In questo Primo Maggio 2025, l’Italia si ferma per celebrare la festa dei lavoratori. Ma la domanda vera è: cosa c’è da celebrare? Le piazze si riempiono di musica e parole, ma nei luoghi di lavoro — reali, spesso invisibili — si continua a vivere una quotidianità fatta di precarietà, sfruttamento e diritti negati.

Il precariato non è più un’eccezione, ma la normalità. Milioni di persone, soprattutto giovani e donne, sono costrette a vivere nell’incertezza: contratti a tempo determinato, finte partite IVA, lavoro in nero o stage eterni. Il mito della “flessibilità” ha prodotto solo insicurezza, e oggi chi lavora non ha più la garanzia di potersi costruire una vita stabile.

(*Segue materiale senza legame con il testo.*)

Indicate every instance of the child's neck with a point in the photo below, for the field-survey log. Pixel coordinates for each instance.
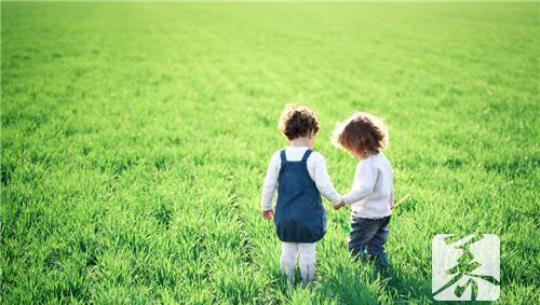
(300, 142)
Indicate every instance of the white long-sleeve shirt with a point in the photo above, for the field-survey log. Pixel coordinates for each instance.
(371, 195)
(316, 166)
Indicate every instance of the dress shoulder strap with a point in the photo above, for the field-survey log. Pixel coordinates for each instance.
(306, 155)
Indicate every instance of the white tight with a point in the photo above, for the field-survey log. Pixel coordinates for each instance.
(306, 260)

I salari sono fermi, le disuguaglianze aumentano. L’Italia è uno dei pochi Paesi europei dove, negli ultimi trent’anni, gli stipendi medi sono diminuiti in termini reali. Le donne continuano a guadagnare meno degli uomini, le madri sono penalizzate e le lavoratrici troppo spesso discriminate. Gli over 50 vengono scartati perché “non più competitivi”, mentre le nuove generazioni sono spremute e ricattate.

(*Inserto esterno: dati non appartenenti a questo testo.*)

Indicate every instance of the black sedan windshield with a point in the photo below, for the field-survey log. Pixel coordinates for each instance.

Serve un cambio di paradigma. Non basta parlare di lavoro: bisogna parlare di lavoro giusto. E oggi una delle battaglie più urgenti e concrete è quella per la riduzione dell’orario di lavoro a parità di salario.
Non è un’utopia, è una necessità: lavorare meno, lavorare meglio, per vivere di più. In un’epoca in cui la produttività cresce grazie alla tecnologia, è inaccettabile che si continui a chiedere ai lavoratori di sacrificare salute, tempo e vita privata.
Ridurre l’orario di lavoro significa redistribuire il tempo, abbattere lo stress, creare nuovi posti di lavoro e favorire l’equilibrio tra vita e lavoro. È una battaglia di civiltà che altri Paesi stanno già sperimentando: l’Italia non può restare indietro.

Ma c’è un aspetto ancora più tragico: la sicurezza sul lavoro. Nel 2024, sono stati più di 1.000 i lavoratori morti mentre svolgevano il proprio dovere. Cantieri, fabbriche, campi, magazzini: ogni luogo può diventare una trappola mortale quando la sicurezza è vista come un costo anziché un diritto.
Le morti bianche non sono incidenti imprevedibili. Sono conseguenze dirette di mancati controlli, tagli alla prevenzione, appalti al ribasso, impunità per chi viola le regole. E chi tace di fronte a tutto questo, chi chiude gli occhi, è complice.

Il lavoro è un diritto, non una concessione. È il fondamento su cui si basa la nostra Costituzione. Eppure, nel dibattito pubblico, la voce dei lavoratori è sempre più flebile, mentre le esigenze del mercato e delle imprese dominano la scena. È ora di cambiare rotta. Serve una nuova stagione di lotte, tutele, investimenti, e soprattutto di dignità.

Perché chi sfrutta il lavoro, distrugge la dignità. Chi ignora le morti sul lavoro, si rende complice. Questo Primo Maggio non è solo una ricorrenza: deve essere  un grido. E deve diventare una rivolta di dignità.